Il logo degli Houthis yemeniti. Vi si legge: “Dio è grande, morte all'America, morte a Israele, maledizione sugli ebrei, vittoria per l'islam”

Il logo degli Houthi yemeniti. Vi si legge: “Dio è grande, morte all’America, morte a Israele, maledizione sugli ebrei, vittoria per l’islam”

La situazione non è diversa per quanto riguarda il regime degli ayatollah in Iran. In maggiore o minor misura, l’Iran controlla oggi quattro stati arabi: l’Iraq, la Siria, il Libano e, più recentemente, lo Yemen. L’insegna degli Houthi sostenuti dall’Iran nello Yemen contiene le parole “morte all’America”, oltre naturalmente alle parole “morte a Israele” . E il regime iraniano continua a organizzare adunate anti-americane sotto lo slogan “morte all’America”, anche se Obama si rifiuta di cogliere il messaggio.

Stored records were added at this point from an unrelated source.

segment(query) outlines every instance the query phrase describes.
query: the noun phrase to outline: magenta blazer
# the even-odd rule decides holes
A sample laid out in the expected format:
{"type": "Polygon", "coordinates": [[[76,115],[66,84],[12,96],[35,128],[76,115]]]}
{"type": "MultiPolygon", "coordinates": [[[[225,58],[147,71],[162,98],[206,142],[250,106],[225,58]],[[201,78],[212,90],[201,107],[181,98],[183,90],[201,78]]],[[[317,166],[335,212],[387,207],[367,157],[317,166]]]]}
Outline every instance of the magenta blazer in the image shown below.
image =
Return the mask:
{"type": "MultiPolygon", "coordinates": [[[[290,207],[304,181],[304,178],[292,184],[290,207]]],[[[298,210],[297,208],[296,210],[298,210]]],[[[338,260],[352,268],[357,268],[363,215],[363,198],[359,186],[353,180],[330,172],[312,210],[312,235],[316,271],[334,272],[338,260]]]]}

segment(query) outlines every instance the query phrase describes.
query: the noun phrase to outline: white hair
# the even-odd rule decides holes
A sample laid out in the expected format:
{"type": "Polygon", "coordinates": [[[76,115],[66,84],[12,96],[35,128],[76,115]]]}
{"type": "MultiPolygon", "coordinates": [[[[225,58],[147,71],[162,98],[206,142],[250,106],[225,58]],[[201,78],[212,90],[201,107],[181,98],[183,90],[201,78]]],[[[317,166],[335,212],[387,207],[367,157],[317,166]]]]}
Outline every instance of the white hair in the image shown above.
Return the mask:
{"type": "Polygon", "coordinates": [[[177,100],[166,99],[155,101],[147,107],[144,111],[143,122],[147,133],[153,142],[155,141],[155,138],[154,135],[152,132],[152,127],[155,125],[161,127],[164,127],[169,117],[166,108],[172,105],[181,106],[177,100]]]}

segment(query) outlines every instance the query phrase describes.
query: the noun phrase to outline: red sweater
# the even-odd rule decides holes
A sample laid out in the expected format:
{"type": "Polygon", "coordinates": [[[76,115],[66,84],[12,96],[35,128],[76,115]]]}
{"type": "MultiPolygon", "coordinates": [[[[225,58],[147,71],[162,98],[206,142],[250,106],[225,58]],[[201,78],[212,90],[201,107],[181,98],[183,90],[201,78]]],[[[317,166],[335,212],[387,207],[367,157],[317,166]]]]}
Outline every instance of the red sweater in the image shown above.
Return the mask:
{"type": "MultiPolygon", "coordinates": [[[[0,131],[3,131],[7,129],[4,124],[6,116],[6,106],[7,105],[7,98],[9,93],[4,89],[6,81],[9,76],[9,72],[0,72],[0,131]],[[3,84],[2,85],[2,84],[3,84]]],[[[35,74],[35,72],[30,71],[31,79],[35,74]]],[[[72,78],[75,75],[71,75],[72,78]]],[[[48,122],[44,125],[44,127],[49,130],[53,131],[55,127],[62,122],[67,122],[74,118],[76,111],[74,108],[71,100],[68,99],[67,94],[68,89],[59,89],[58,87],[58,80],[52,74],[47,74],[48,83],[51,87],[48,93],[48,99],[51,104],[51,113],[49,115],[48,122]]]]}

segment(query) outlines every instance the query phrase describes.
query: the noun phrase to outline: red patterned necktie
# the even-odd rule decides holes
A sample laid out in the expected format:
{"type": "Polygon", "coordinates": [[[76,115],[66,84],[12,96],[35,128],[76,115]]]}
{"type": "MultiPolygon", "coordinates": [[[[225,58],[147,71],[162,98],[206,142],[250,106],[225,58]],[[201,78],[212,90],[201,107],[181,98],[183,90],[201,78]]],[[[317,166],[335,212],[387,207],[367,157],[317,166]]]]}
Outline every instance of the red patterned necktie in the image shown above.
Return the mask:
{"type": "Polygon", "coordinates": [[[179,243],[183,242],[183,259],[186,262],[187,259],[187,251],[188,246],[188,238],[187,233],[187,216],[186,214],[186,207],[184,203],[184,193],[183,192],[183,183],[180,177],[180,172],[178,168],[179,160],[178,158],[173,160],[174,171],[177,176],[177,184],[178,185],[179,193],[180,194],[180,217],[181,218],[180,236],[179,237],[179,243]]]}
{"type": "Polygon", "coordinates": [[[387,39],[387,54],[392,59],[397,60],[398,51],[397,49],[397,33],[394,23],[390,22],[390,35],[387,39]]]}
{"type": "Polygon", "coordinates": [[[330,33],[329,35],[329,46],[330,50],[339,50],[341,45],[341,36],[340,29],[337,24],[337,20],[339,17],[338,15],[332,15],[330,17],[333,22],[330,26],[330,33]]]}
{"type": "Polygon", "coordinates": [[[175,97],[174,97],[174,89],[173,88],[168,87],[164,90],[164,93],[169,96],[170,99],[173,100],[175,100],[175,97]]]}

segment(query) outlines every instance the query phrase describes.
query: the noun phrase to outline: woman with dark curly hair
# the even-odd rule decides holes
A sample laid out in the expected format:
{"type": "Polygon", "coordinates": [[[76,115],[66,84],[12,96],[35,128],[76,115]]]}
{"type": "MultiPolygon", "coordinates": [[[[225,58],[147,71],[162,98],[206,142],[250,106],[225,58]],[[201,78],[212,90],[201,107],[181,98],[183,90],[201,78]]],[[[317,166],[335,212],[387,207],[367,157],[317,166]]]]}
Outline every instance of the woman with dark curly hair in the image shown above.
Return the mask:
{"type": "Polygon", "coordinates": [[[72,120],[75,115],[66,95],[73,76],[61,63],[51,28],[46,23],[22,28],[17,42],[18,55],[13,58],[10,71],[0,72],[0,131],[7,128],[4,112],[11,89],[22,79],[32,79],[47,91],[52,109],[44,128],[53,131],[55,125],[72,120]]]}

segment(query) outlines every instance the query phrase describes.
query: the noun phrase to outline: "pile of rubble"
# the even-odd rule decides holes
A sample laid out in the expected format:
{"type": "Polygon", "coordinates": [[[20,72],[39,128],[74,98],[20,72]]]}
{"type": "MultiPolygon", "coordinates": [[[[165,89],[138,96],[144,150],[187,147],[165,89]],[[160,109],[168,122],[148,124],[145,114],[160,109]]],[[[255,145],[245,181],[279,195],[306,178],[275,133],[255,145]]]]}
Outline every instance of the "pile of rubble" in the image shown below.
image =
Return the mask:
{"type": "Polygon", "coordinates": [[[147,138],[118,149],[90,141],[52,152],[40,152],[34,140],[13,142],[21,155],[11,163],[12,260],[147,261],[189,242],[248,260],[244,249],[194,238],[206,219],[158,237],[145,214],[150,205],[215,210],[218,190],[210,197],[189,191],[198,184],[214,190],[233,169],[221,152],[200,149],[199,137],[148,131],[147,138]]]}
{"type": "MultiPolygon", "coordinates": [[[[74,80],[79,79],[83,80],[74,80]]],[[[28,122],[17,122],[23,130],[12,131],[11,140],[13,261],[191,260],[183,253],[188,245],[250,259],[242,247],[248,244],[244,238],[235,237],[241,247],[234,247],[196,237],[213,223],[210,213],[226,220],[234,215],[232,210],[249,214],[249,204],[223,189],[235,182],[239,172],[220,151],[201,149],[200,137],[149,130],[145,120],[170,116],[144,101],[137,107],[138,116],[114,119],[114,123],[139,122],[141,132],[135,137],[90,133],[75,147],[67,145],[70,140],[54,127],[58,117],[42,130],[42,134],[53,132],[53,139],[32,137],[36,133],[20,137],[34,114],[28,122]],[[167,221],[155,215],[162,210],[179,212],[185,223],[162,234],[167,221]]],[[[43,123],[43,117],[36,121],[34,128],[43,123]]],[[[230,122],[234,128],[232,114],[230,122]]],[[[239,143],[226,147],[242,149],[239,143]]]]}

Gli Stati Uniti hanno subìto ripetuti fallimenti in Medio Oriente, negli ultimi anni. Turchia, Arabia Saudita ed Egitto sono furibondi o pieni di disprezzo per Washington, e non per gli stessi motivi. Solo il Qatar, che nel corso degli ultimi anni è diventato una base del jihadismo estremista, si trova a proprio agio con l’amministrazione americana. E quando quella stessa amministrazione vieta ai suoi funzionari di pronunciare le parole “terrorismo islamico”, capisco che allora non esiste nemmeno l’estremismo sciita (quello al potere in Iran).

Non bisogna spingere gli Stati Uniti in un conflitto o in una guerra. Al contrario. Le sanzioni hanno funzionato, costringendo l’Iran a scendere a patti e fare concessioni. Ma non appena è venuto a galla che Obama è contrario a insistere con le sanzioni, Teheran ha puntato più forte i piedi. Il risultato è un accordo che rischia di essere una vergogna, qualcosa di molto simile a una capitolazione.

Il problema non è che venga fatta cadere una bomba atomica su Israele. Il problema è che l’Iran diventi una potenza regionale. Dopo l’accordo di Monaco, Winston Churchill disse che l’Inghilterra aveva scelto la vergogna e aveva avuto la guerra. Gli Stati Uniti hanno scelto vergogna. Si può solo sperare e pregare che ciò non porti alla guerra.